When the tiny country's plans first transpired earlier this year, many viewed the move as risky due to Bitcoin's volatile nature that makes its value swing on seemingly benign comments or news that regulators around the world are coordinating a crackdown on cryptocurrencies and eroding their potential as a means to store value or perform financial transactions.

Today, Bitcoin became an official currency for El Salvador alongside the US dollar, only a few months after adopting it as a legal tender. Excited about the move, President Nayid Bukele tweeted that his country is "making history" and that it now has 400 Bitcoins in its reserves -- the equivalent of $20.5 million as of writing. He also noted that the country's brokers will buy many more Bitcoins over time.

The excitement around the move hinges on the hope that migrants who send money back to their families in El Salvador can now do so more easily and cheaply than before. Almost three-quarters of the working population doesn't have a bank account, at least according to Strike, the company that provided the required infrastructure for Bitcoin transactions. Salvadorians can now download the "Chivo Wallet" on their phones for quick money transfers, but not all of them want to, and some are actively protesting the country's decision to embrace Bitcoin.

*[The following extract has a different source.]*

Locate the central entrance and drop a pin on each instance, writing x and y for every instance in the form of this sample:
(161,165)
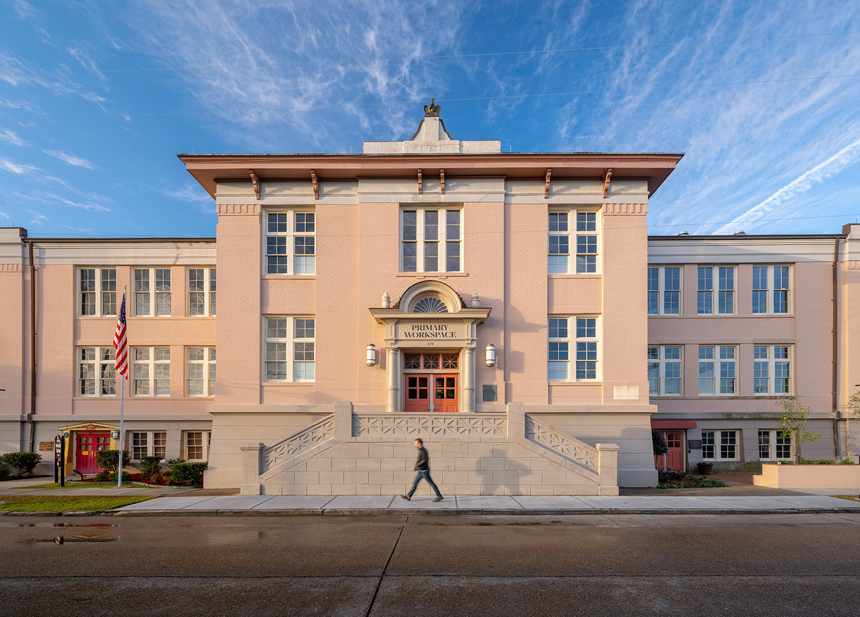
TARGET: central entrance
(431,383)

People who oppose the use of Bitcoin in the country believe it will cause even more economic inequality and put the livelihoods of poor people in danger due to the unstable value of the cryptocurrency. On the other hand, Bukele is convinced that more people will come around to the idea over time. Businesses are now required to accept Bitcoin in exchange for goods and services, and Salvadorians can also use it for tax payments. To encourage its use, the El Salvador government even made an exception that conversions between Bitcoin and the US dollar won't be subject to capital gains tax.

If this bold experiment proves successful, it has the potential to change the way we view cryptocurrencies. At the same time, many Salvadorian businesses are having a hard time adopting Bitcoin on such short notice, and Moody's Investors Service recently pushed the country's debt rating further into junk territory, warning the latest move could affect the government's ability to repay creditors in the near future.